Una llamarada solar arrojada a la velocidad del infinito contra la ionosfera. La furia del astro rey que se pavonea en verde y azul para Mac, un fuego que se consume en espirales, arcos y formas kilométricas que se cimbrean y ondulan. El cielo acaba de pasar del negro al incandescente. Debe de haber un prostíbulo ahí afuera, más allá de las nubes; o será que se han dejado abiertas las puertas del Valhalla esta noche y desde aquí se pueden ver los castillos de fuego que hay junto al palacio de Odín.

Es hermoso.

Mac se pregunta por qué él y sólo él tiene que ver estas cosas. Lo insólito se le insinúa pero sólo cuando está solo.

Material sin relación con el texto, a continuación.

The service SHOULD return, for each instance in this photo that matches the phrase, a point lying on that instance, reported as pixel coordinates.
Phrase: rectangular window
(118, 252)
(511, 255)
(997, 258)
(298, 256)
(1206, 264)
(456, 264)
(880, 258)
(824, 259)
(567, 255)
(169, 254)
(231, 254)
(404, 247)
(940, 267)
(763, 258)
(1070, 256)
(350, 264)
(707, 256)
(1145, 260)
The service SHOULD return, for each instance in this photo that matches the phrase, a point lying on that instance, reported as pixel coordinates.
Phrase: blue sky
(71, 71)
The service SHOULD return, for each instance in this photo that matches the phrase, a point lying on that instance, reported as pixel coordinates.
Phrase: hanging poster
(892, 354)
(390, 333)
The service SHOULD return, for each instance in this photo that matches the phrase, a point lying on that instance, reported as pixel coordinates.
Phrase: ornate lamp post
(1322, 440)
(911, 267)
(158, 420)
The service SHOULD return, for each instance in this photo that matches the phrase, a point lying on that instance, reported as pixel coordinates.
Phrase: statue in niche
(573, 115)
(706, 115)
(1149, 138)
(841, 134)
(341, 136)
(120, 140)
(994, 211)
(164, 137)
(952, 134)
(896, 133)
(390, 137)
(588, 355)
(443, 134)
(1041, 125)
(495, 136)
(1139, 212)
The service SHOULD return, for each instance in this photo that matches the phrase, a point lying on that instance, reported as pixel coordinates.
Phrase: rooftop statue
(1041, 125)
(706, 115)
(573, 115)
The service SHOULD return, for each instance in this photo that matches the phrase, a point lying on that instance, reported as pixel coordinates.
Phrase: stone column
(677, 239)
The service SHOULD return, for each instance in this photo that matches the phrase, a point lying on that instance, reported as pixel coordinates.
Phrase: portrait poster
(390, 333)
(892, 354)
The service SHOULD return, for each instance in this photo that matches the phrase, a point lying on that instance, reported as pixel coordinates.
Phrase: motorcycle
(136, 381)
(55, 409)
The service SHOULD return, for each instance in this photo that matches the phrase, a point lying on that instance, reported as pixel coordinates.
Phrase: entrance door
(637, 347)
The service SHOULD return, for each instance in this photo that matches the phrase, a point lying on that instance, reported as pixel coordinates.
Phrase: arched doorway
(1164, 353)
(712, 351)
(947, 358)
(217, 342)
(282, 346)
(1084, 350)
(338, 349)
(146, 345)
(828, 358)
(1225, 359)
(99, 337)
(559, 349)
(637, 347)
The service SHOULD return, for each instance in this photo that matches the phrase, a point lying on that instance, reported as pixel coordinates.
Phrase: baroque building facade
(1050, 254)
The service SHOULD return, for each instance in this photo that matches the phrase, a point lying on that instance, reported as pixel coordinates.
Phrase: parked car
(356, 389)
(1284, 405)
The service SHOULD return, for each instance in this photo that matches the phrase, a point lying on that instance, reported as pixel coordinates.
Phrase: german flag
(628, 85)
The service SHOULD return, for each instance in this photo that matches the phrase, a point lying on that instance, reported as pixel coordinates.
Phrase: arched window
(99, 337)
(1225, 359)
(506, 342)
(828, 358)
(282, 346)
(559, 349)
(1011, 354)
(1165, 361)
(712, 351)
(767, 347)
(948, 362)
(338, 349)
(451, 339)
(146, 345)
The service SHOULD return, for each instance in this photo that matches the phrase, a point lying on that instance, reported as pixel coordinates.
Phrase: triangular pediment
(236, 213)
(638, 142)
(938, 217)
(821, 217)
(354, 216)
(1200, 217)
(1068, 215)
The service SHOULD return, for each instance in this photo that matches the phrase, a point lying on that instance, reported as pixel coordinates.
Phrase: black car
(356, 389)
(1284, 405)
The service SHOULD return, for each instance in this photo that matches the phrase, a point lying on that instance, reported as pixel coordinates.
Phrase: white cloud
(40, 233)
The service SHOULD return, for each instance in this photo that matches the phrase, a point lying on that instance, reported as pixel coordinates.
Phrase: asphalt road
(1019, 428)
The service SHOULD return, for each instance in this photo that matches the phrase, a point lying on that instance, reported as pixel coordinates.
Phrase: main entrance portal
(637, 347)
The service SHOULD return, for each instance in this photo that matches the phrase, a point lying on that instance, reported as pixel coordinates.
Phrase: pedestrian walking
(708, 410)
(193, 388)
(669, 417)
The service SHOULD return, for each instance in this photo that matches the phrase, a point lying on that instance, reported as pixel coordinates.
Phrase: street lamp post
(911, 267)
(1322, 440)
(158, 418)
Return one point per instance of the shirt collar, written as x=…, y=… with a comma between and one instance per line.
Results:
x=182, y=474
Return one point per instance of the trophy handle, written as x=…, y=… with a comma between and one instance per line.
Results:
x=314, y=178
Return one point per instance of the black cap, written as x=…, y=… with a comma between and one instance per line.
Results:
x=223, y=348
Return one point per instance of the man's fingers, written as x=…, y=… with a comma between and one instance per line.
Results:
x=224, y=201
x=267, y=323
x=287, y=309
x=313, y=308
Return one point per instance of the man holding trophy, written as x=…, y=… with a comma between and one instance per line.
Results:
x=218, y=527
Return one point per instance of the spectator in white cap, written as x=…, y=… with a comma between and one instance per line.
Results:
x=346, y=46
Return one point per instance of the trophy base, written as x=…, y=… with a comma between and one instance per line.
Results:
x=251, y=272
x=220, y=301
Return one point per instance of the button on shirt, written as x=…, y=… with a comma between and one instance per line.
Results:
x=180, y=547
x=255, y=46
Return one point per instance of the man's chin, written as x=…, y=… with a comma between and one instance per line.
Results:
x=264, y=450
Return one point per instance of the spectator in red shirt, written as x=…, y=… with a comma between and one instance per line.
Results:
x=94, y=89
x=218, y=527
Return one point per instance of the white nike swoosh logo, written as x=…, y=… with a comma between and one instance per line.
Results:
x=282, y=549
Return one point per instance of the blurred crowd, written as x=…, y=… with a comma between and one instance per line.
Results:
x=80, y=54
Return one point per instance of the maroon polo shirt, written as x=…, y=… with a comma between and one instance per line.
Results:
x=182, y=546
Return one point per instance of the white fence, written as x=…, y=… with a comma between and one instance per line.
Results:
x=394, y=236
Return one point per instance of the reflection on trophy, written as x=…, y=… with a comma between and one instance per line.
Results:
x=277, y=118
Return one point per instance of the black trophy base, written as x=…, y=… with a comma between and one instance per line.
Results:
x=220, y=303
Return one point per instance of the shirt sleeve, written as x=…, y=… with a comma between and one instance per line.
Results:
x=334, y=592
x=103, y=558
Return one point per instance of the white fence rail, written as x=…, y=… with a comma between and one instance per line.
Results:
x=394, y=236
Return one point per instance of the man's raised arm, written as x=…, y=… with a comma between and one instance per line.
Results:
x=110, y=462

Apuesta a que nadie más en este sitio está mirando ahora la luz que se ha comido las estrellas. Esto le recuerda a cuando Heather Graham ponía descaradamente sus tetas sobre la barra del bar en el que trabajó antes de hacerse aprendiz de mecánico. Todo el mundo seguía con sus copas, sus dardos, el billar o la música y nadie se enteraba de que la tía más guarra del garito estaba poniendo cachondo al camarero con un numerito privado que todo lo que tenía de casual lo tenía de bellaco.

Parece que la taiga se ha empeñado en mostrarle algún extraño espectáculo cada vez que se recoge y huye. Es matemático. Manda sus ojos al cielo y en él danzan los ángeles. ¿Qué probabilidad tiene uno de hacer algo así y toparse con unos fuegos artificiales particulares? El hombre del tiempo dijo que una llamarada solar golpearía la tierra como un látigo de nueve colas, pero no habló de esto, de este desfile de luces imposibles. Ni dijo que fuera un pase privado. Un lap dance en un reservado oscuro. El secreto de un fulano anodino medio desquiciado.

Mac teme que esta vez también puedan pasar los años sin que se sepa jamás a cuento de qué viene un despliegue de encantos como éstos, sólo para sus ojos. Heather Graham nunca se lo aclaró, y seguro que el cielo de estas latitudes tampoco tiene intención de hacerlo.